Mise à l'eau pour la première fois en 2015 et de nouveau immergée au printemps 2022 après des améliorations techniques, elle est la première machine à avoir injecté de l'électricité issue de l'énergie d'origine hydrolienne sur le réseau français.

Pour autant, l'électricité produite par l'hydrolienne est intermittente et ne permet pas de couvrir en continu les besoins d'un site isolé. Quant aux containers présents sur l'île, ils ne permettent pas de stocker l'intégralité de l'électricité produite par D10.

L'hydrogène, pour stocker l'énergie intermittente de l'hydrolienne

C'est là qu'intervient le vecteur hydrogène. En répondant à la problématique de stockage, il permet d'éviter le recours à d'autres sources énergétiques, y compris fossiles.

« Associé à une source d'énergie renouvelable, un électrolyseur permet de convertir l'excédent d'électricité en hydrogène, et de stocker cette énergie sous forme compacte », précise Robin Falcone, ingénieur projets au sein de Sabella, qui prévoit d'exploiter davantage cette solution de stockage.

Un cas d'usage pour tester les bornes de recharge pour vélos

Pour la partie amont de cette expérimentation, une centrale de production et de stockage d'hydrogène d'une puissance de 3kW, développée par l'entreprise finistérienne H2Gremm à Edern, a été installée.

Car l'hydrogène est également intéressant en termes de transport d'énergie.

« Il limite drastiquement les coûts et les pertes liés aux longues distances entre le site de production d'électricité hydrolienne et les zones de consommation » précise l'ingénieur.

Avec ces vélos à hydrogène, les habitants d'Ouessant, qui se prêtent depuis cinq ans à des expérimentations de technologies de pointe (production, stockage, smart energies), testent en parallèle un nouveau cas d'usage : car ces vélos sont associés à des stations de recharge installées sur le port d'Arlan par la société rennaise H2X Ecosystems.

Alors que Ouessant s'est fixée comme objectif de produire 50% de sa consommation en énergies renouvelables en 2023 et 100% en 2030, l'île est souvent citée comme laboratoire de la transition énergétique. « Ces 10 jours d'expérimentation déboucheront peut-être sur le développement de solutions de décarbonation pérennes sur ce territoire » espère BDI.

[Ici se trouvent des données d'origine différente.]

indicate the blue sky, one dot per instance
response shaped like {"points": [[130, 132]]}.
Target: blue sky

Paimpol-Bréhat, un des rares sites d'essais hydroliens en Europe

Pour autant, la stratégie de la région Bretagne en faveur de la mise en place d'une filière liée à l'hydrolien ne se limite pas aux enjeux de l'insularité. D'autres démarches, projets et entreprises sont soutenus qui visent à la diversification du mix énergétique.

Sur le site d'essais hydrolien de Paimpol-Bréhat, un des rares lieux européens permettant de tester des machines en conditions réelles, le Conseil régional, avec son partenaire EDF, investit pour attirer les développeurs et turbiniers internationaux.

Suite à des travaux de reconfiguration de la liaison sous-marine, le site est doté d'une connectique plus performante et raccordé au réseau électrique national. Depuis septembre, les démonstrateurs hydroliens peuvent être couplés à une prise de courant triphasé alternatif. « Autre axe d'amélioration : la connexion s'effectue dorénavant à l'aide d'une prise terminale connectable hors d'eau, évitant ainsi la prise de connexion sous-marine par plongeur », se félicite BDI.

Cette opération a été réalisée dans le cadre du projet européen TIGER (pour Tidal Stream Energy Industry Energiser, ou « industrie de l'énergie marémotrice »), avec le cofinancement du programme européen INTERREG Manche, qui vise « à démontrer que l'énergie hydrolienne est une industrie en pleine maturité ».

Le site de Paimpol-Bréhat est aussi sur le point d'intégrer la Fondation Open-C, qui sera créée d'ici à la fin de l'année. Elle aura pour but de fédérer et animer les cinq sites d'essais français en énergies marines, Sem-Rev à Nantes, Bordeaux, Mistral à Port-Saint-Louis-du-Rhône, et l'autre site breton de Sainte-Anne-du-Portzic (éolien flottant et énergie houlomotrice).